Can you share different links other than 4shared please?

----------


## himmelstern

> **[link Point to another website Only the registered members can access]
> *link*
> 
> 
> 
> 
> <![CDATA[[Only Registered And Activated Users Can See Links]
> **[link Point to another website Only the registered members can access]
> *link*
> ...



I see no setup.exe file or medi-cine file, serial for it? that is a portable version??? or is a copy of installation path.See More: Etap 18.0

----------


## himmelstern



----------


## cadguy

L o L

----------


## landtrash

> I see no setup.exe file or medi-cine file, serial for it? that is a portable version??? or is a copy of installation path.



They're copied at a workshop held in Houston on may 2018. Notice this version is not a QA passed build of ETAP (it's a private build, meant for use in educational area).  The projects used during those two days are there for anyone to peek  :Frown:  maybe id the good person who copied at that time... don't know, hope not.
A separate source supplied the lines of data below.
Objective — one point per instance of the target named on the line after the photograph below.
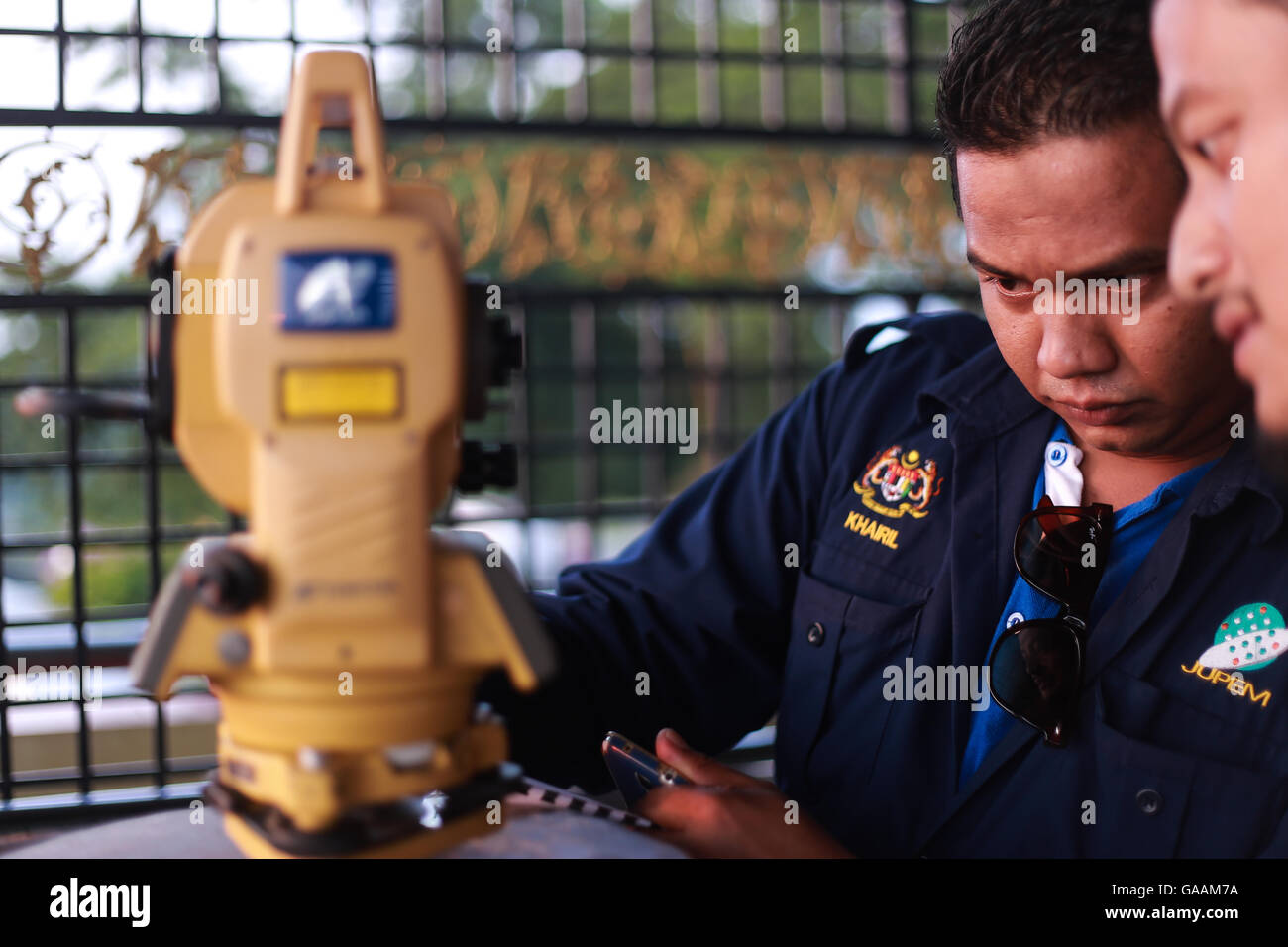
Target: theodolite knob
(494, 466)
(231, 581)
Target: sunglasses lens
(1033, 672)
(1061, 554)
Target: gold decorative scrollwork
(588, 214)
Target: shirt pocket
(840, 643)
(1166, 791)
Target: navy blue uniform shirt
(900, 476)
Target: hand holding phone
(635, 770)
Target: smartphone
(635, 770)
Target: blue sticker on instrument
(338, 290)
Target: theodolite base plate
(406, 827)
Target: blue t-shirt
(1134, 530)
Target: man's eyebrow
(1144, 260)
(980, 263)
(1134, 261)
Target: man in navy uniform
(1137, 652)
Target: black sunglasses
(1034, 669)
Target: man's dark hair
(1017, 72)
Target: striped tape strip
(563, 799)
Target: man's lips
(1239, 326)
(1096, 412)
(1232, 321)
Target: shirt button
(1149, 801)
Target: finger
(675, 806)
(697, 767)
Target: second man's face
(1224, 65)
(1069, 241)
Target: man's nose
(1198, 257)
(1076, 346)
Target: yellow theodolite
(323, 363)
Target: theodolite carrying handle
(158, 661)
(331, 89)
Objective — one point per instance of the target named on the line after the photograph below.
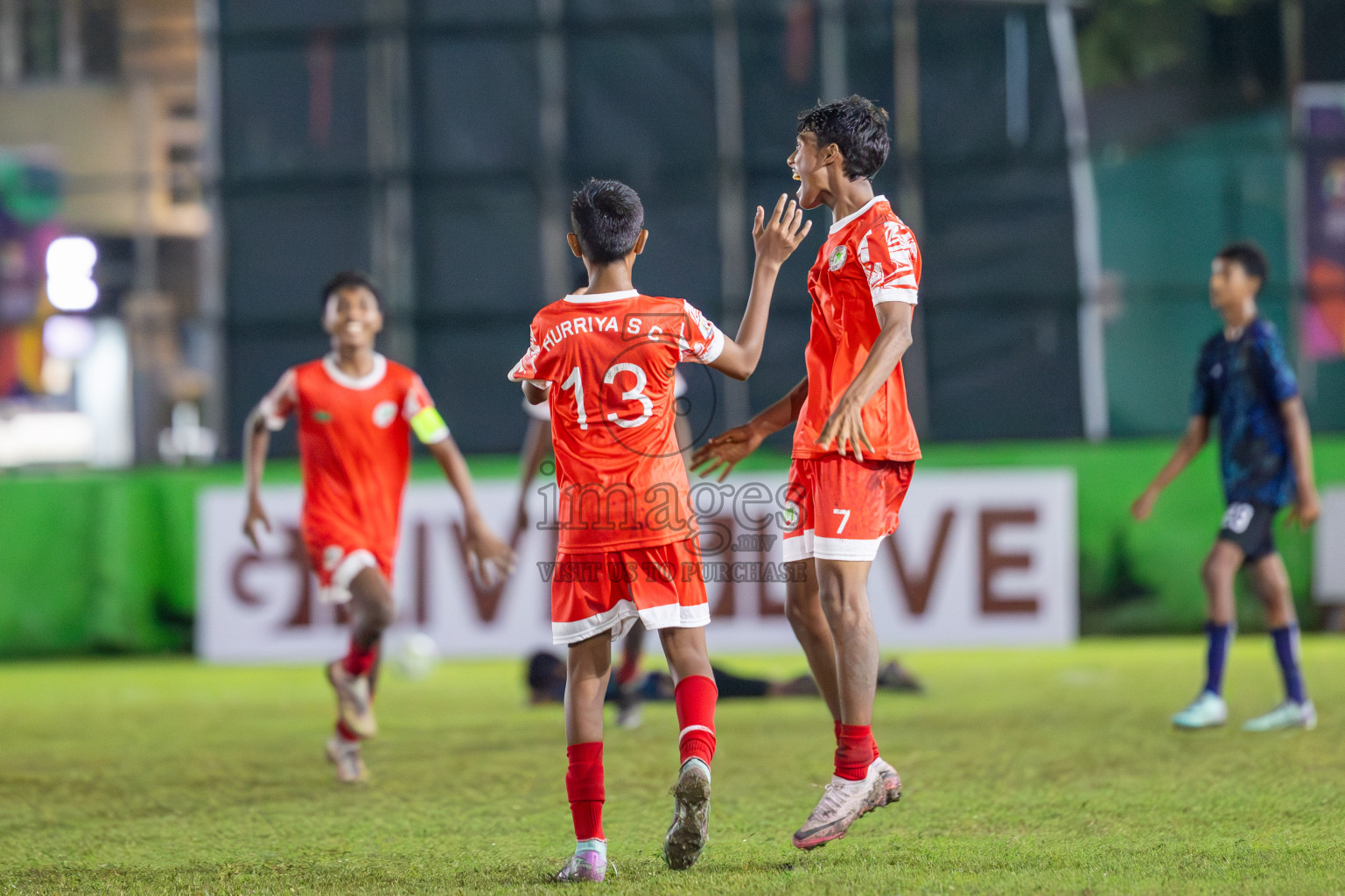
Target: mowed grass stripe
(1025, 771)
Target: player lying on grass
(546, 682)
(357, 412)
(1266, 460)
(628, 541)
(854, 445)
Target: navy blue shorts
(1251, 526)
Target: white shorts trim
(351, 565)
(798, 547)
(810, 545)
(621, 618)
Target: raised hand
(776, 238)
(724, 452)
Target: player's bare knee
(845, 607)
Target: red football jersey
(354, 450)
(869, 257)
(610, 362)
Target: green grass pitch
(1025, 771)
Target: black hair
(857, 127)
(1247, 255)
(546, 675)
(606, 217)
(347, 279)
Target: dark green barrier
(107, 561)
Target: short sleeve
(700, 340)
(1274, 372)
(280, 401)
(889, 258)
(1204, 402)
(526, 369)
(420, 412)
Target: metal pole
(393, 250)
(732, 192)
(212, 268)
(553, 212)
(831, 50)
(1092, 373)
(906, 69)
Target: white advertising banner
(982, 557)
(1329, 550)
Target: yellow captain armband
(430, 427)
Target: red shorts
(608, 591)
(338, 556)
(842, 508)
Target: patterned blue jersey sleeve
(1204, 401)
(1272, 369)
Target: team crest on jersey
(385, 413)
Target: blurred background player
(357, 410)
(1266, 460)
(854, 447)
(606, 362)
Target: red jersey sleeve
(280, 401)
(420, 412)
(891, 262)
(700, 340)
(528, 365)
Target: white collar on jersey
(368, 381)
(851, 217)
(603, 297)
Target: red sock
(856, 751)
(360, 661)
(584, 786)
(694, 697)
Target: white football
(416, 655)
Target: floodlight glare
(70, 284)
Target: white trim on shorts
(621, 618)
(810, 545)
(351, 565)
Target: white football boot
(350, 765)
(1287, 715)
(841, 805)
(1207, 710)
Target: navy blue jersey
(1243, 382)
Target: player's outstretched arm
(490, 557)
(268, 415)
(1189, 445)
(256, 444)
(775, 241)
(845, 425)
(536, 444)
(724, 452)
(1307, 506)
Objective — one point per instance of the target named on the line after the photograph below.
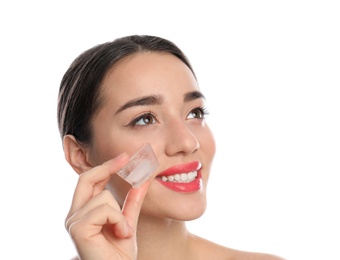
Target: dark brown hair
(78, 99)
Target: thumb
(133, 203)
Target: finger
(92, 223)
(105, 197)
(92, 182)
(133, 203)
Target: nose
(180, 139)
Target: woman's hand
(96, 223)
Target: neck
(162, 239)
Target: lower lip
(192, 186)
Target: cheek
(207, 143)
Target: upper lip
(181, 168)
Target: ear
(76, 155)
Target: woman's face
(154, 97)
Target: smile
(182, 178)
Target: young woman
(114, 98)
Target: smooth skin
(146, 222)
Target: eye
(143, 120)
(198, 112)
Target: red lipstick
(182, 178)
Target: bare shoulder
(210, 250)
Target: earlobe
(75, 154)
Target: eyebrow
(157, 100)
(142, 101)
(190, 96)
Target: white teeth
(182, 177)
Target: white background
(271, 74)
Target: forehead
(148, 73)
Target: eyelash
(202, 111)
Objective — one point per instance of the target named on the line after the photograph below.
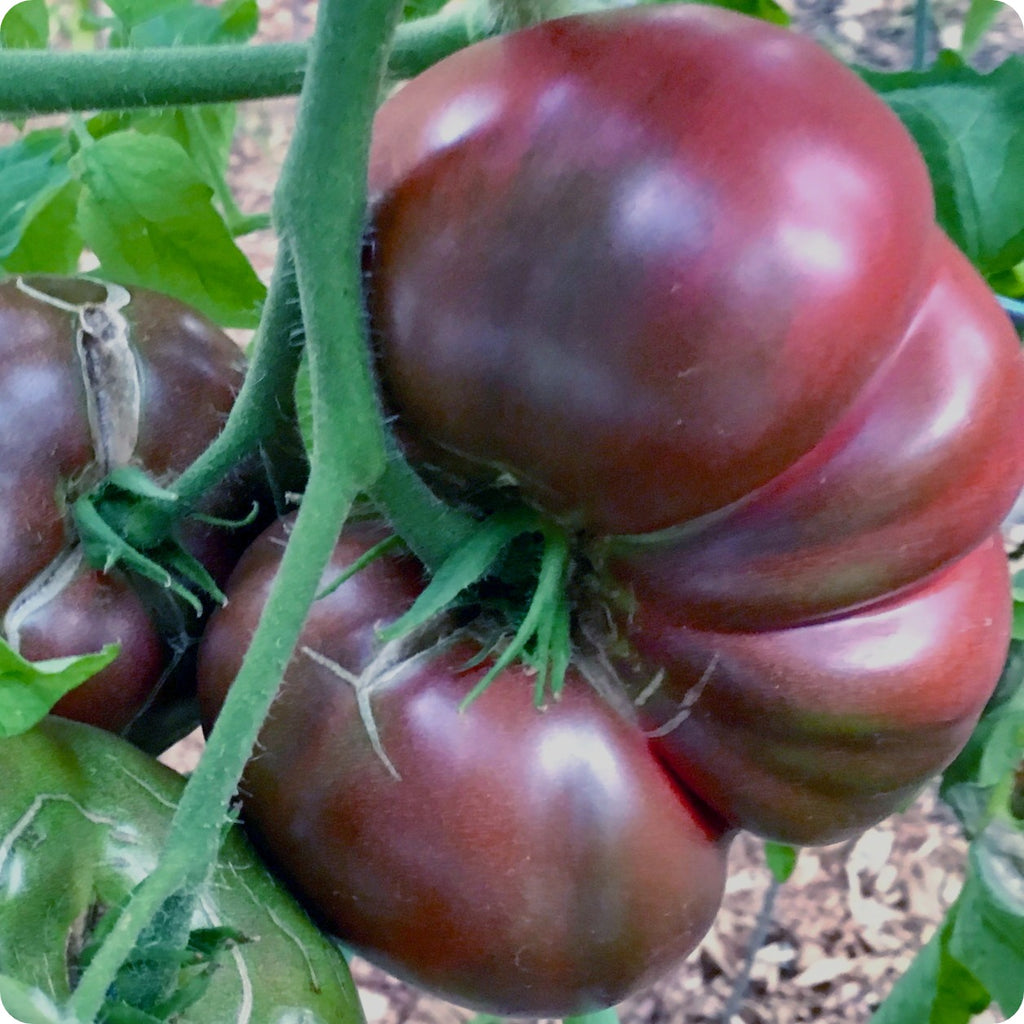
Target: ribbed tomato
(524, 862)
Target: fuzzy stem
(321, 198)
(49, 82)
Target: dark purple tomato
(921, 469)
(518, 861)
(813, 733)
(639, 263)
(94, 377)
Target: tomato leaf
(26, 26)
(50, 242)
(969, 128)
(979, 15)
(936, 988)
(28, 1005)
(986, 765)
(987, 936)
(781, 859)
(30, 689)
(146, 213)
(767, 10)
(33, 171)
(196, 25)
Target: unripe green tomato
(83, 819)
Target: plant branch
(322, 197)
(49, 82)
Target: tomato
(88, 811)
(639, 262)
(518, 861)
(812, 733)
(673, 275)
(95, 377)
(921, 470)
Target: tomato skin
(921, 469)
(85, 817)
(526, 863)
(812, 733)
(660, 250)
(189, 373)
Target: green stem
(258, 414)
(48, 82)
(346, 59)
(922, 25)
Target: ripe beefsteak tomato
(518, 861)
(673, 275)
(96, 377)
(639, 262)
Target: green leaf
(936, 988)
(146, 213)
(50, 242)
(420, 8)
(609, 1016)
(33, 170)
(767, 10)
(976, 22)
(198, 25)
(781, 859)
(970, 131)
(988, 933)
(30, 689)
(132, 12)
(26, 27)
(27, 1004)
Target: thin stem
(922, 27)
(257, 413)
(48, 82)
(758, 938)
(346, 60)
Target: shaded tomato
(639, 262)
(95, 377)
(84, 818)
(519, 861)
(812, 733)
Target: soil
(852, 916)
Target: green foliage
(30, 689)
(971, 133)
(147, 215)
(781, 859)
(26, 26)
(33, 172)
(977, 955)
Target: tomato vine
(318, 214)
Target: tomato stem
(321, 202)
(48, 82)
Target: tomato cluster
(671, 276)
(96, 378)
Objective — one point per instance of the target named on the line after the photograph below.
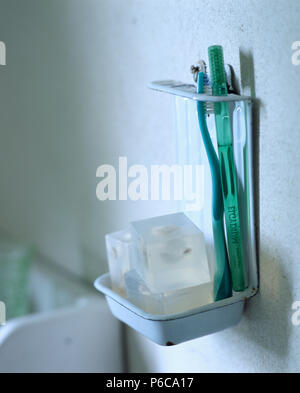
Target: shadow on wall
(267, 317)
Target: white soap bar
(120, 251)
(171, 253)
(169, 302)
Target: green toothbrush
(227, 168)
(222, 279)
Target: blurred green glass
(15, 260)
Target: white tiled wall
(73, 97)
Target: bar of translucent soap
(168, 302)
(120, 253)
(171, 253)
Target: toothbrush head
(205, 86)
(217, 70)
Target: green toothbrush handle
(230, 197)
(222, 279)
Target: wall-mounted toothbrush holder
(218, 315)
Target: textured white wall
(73, 97)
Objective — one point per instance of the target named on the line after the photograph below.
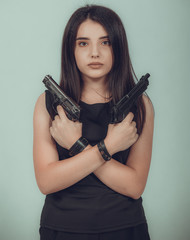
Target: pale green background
(30, 43)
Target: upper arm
(140, 153)
(44, 148)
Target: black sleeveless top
(89, 206)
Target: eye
(83, 44)
(106, 43)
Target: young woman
(96, 192)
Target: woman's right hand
(122, 135)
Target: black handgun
(122, 108)
(71, 108)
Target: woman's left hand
(64, 131)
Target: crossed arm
(53, 175)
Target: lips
(95, 65)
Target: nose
(94, 51)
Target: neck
(95, 91)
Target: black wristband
(78, 146)
(102, 148)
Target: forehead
(91, 28)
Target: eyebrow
(85, 38)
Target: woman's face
(93, 52)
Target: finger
(133, 123)
(56, 117)
(129, 117)
(61, 112)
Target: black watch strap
(102, 148)
(78, 146)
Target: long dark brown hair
(121, 79)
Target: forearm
(59, 175)
(119, 177)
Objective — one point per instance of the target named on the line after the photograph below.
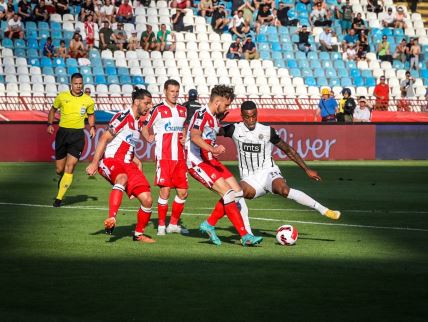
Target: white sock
(303, 199)
(242, 205)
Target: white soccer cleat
(176, 229)
(161, 231)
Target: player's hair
(171, 82)
(222, 91)
(140, 93)
(248, 106)
(76, 75)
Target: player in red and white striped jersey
(116, 148)
(202, 153)
(167, 122)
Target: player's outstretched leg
(303, 199)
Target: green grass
(58, 265)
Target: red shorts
(171, 173)
(209, 172)
(110, 168)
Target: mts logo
(250, 147)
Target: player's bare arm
(92, 168)
(295, 157)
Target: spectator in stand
(282, 15)
(61, 7)
(62, 51)
(359, 24)
(181, 4)
(326, 40)
(177, 20)
(14, 28)
(403, 104)
(238, 26)
(248, 10)
(400, 51)
(407, 85)
(125, 13)
(249, 49)
(327, 107)
(264, 18)
(362, 111)
(303, 43)
(121, 37)
(320, 17)
(40, 12)
(399, 18)
(107, 12)
(107, 37)
(346, 15)
(374, 6)
(48, 48)
(388, 20)
(24, 11)
(383, 50)
(77, 48)
(165, 39)
(206, 8)
(133, 42)
(235, 49)
(381, 92)
(219, 19)
(148, 39)
(415, 52)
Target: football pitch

A good soul that makes us a med-icine?

----------


## mehdiraghvash

share license manager installation folder.

----------


## raj151857

Dear Brother's, This is the forum to share for needy friends. Please share ETAP-18 with Med-cine to help needy brothers. God bless you.

----------


## uaytac

Need ***** for Et.. 18.

----------


## uaytac

**[link Point to another website Only the registered members can access]
*link*




<![CDATA[[Only Registered And Activated Users Can See Links]

----------


## himmelstern

> 



can't see, too small file resolution

----------


## uaytac

**[link Point to another website Only the registered members can access]
*link*




<![CDATA[[Only Registered And Activated Users Can See Links]

----------


## himmelstern

> **[link Point to another website Only the registered members can access]
> *link*
> 
> 
> 
> 
> <![CDATA[[Only Registered And Activated Users Can See Links]



can't see either, redirects to homepage **[link Point to another website Only the registered members can access]
*link*




<![CDATA[[Only Registered And Activated Users Can See Links]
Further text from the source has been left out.